BOULDER, Colo. — The Boulder Police Department has changed the way it records leads on criminal investigations after detectives failed to follow up on a 2001 tip that suggested “Diego Ivan Olmos Alcalad” as a suspect in the 1997 Susannah Chase homicide.

Although the name in the tip was misspelled, Diego Olmos Alcalde, 39, was arrested last year on suspicion of raping and fatally beating the University of Colorado student with a baseball bat. The tip was discovered only after Alcalde’s DNA -- entered into a federal database because of an unrelated kidnapping conviction -- matched crime-scene evidence.

Police officials questioned why no one followed up on the tip, which had the subject line “girl that was killed with baseball bat,” and they made changes to make sure the same thing doesn’t happen again, Boulder police Chief Mark Beckner said Monday.

“We knew we had to find a better way to track tips to major cases, and this prompted us to do it sooner than later,” Beckner said.

Within the past year, Beckner said, the department developed an automated database to help detectives record and track tips. Next to each, Beckner said, officers now attach a notation or “conclusion” to help them keep track of where the leads end up.

“We get hundreds and hundreds of tips, and it’s difficult to catalogue those,” he said.

Alcalde’s defense attorneys have asked a judge to impose sanctions on the prosecution for failing to act on the anonymous 2001 tip. Defense attorney Mary Claire Mulligan argued Monday that because so much time passed, Alcalde is handicapped in mounting an effective defense.

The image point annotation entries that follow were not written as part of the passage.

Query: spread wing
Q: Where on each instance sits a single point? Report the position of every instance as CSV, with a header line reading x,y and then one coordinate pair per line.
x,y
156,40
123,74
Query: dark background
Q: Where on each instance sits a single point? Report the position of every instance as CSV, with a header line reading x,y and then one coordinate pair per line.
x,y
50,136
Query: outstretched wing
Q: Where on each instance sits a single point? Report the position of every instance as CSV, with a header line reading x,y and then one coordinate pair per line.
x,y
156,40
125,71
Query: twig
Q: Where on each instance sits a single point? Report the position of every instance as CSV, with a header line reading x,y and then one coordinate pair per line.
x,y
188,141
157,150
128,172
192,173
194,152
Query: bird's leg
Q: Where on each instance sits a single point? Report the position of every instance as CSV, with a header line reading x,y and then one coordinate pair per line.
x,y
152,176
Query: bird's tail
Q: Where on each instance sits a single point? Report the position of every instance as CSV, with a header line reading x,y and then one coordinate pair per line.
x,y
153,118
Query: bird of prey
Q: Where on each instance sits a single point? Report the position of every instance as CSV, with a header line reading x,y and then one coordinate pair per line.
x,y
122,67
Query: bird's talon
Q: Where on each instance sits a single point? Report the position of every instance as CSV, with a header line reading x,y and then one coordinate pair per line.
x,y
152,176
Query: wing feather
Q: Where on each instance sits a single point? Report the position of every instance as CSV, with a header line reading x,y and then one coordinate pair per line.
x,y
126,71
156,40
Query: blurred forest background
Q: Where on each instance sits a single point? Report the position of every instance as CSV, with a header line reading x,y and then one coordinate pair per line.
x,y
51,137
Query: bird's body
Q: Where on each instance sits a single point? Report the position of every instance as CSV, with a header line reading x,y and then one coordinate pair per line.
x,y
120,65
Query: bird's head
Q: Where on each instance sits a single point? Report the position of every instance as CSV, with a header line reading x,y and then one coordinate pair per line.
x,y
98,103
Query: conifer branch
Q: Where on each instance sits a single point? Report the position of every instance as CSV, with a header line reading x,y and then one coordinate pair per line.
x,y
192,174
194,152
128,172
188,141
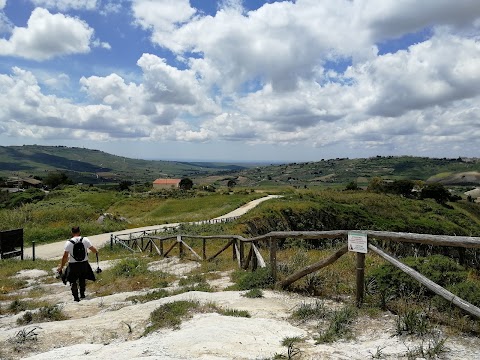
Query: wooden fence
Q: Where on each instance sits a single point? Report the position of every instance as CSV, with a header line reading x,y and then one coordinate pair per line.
x,y
253,258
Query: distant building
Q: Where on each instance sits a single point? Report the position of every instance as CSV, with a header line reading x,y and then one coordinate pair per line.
x,y
166,184
23,183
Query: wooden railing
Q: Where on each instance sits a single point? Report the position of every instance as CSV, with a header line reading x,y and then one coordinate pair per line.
x,y
253,257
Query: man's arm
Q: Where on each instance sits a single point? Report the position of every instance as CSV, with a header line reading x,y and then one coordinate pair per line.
x,y
64,261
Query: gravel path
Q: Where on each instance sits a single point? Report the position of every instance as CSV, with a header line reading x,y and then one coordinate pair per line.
x,y
53,251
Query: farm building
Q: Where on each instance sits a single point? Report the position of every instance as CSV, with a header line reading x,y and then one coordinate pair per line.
x,y
166,184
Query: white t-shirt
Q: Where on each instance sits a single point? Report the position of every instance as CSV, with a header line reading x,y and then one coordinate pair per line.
x,y
69,247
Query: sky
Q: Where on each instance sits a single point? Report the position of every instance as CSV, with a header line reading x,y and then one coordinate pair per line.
x,y
251,80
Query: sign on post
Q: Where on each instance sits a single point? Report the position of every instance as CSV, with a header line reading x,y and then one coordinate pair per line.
x,y
357,242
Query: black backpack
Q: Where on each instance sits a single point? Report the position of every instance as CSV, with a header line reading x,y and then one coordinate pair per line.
x,y
78,252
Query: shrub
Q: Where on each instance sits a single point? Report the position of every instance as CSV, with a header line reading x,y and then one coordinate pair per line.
x,y
170,315
129,267
339,325
253,294
259,279
391,282
46,313
467,290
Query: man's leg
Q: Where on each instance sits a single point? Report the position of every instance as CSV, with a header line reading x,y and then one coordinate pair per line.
x,y
81,282
74,287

For instance, she said, alternate suspects and witnesses have died.

“Anything that impairs a defendant’s ability to defend himself, that is prejudice,” Mulligan said.

Prosecutor Ryan Brackley, though, said there’s no evidence police would have been able to find and arrest Alcalde in connection with Chase’s killing, even if they had seen the tip. He added that the District Attorney’s Office had done nothing wrong.

“It’s a very big deal, but if there should be sanctions and punishment, that should be done at the police department,” Brackley said.

Beckner said no one will be punished because the oversight was not intentional, and changes have been made.